Imagine a database with two tables:
purchases, here is the SQL statement (in PostgreSQL syntax) we use to create a view that summarizes user purchases:
CREATE VIEW user_purchase_summary AS SELECT
u.id as user_id,
COUNT(*) as total_purchases,
SUM(purchases.amount) as lifetime_value
FROM users u
JOIN purchases p ON p.user_id = u.id;
As you can see, it’s a select query with
CREATE VIEW [my_view_name] AS prepended to it. Upon creating the view, the database doesn’t compute any results or make any changes to how data is stored or indexed. But now queries can reference the view as if it were a table:
lifetime_value > 500;
Every time the database gets a query referencing a view, it needs to first compute the results of the view, and then compute the rest of the query using those results.
In almost all modern databases, you can also “stack” views: You can create a view that references another view.
What is a materialized view?
A materialized view takes the regular view described above and materializes it by proactively computing the results and storing them in a “virtual” table.
Materialized View definition:
A view can be “materialized” by storing the tuples of the view in the database. Index structures can be built on the materialized view. Consequently, database accesses to the materialized view can be much faster than recomputing the view. A materialized view is like a cache --- a copy of the data that can be accessed quickly.

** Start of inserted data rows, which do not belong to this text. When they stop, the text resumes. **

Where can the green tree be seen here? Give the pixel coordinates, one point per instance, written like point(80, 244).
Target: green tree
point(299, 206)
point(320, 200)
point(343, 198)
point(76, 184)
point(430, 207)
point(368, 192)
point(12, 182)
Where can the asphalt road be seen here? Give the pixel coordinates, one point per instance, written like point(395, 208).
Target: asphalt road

If a regular view is a saved query, a materialized view is a saved query plus its results stored as a table.
There are a few important implications of a view being “materialized:”
- When referenced in a query, a materialized view doesn’t need to be recomputed. — The results are stored, so querying materialized views tends to be faster.
- Because it’s stored as if it were a table, indexes can be built on the columns of a materialized view.
- A new problem of “view maintenance” arises. — Once a view is materialized, it is only accurate until the underlying base relations are modified. The process of updating a materialized view in response to these changes is called view maintenance.
Should materialized views update automatically?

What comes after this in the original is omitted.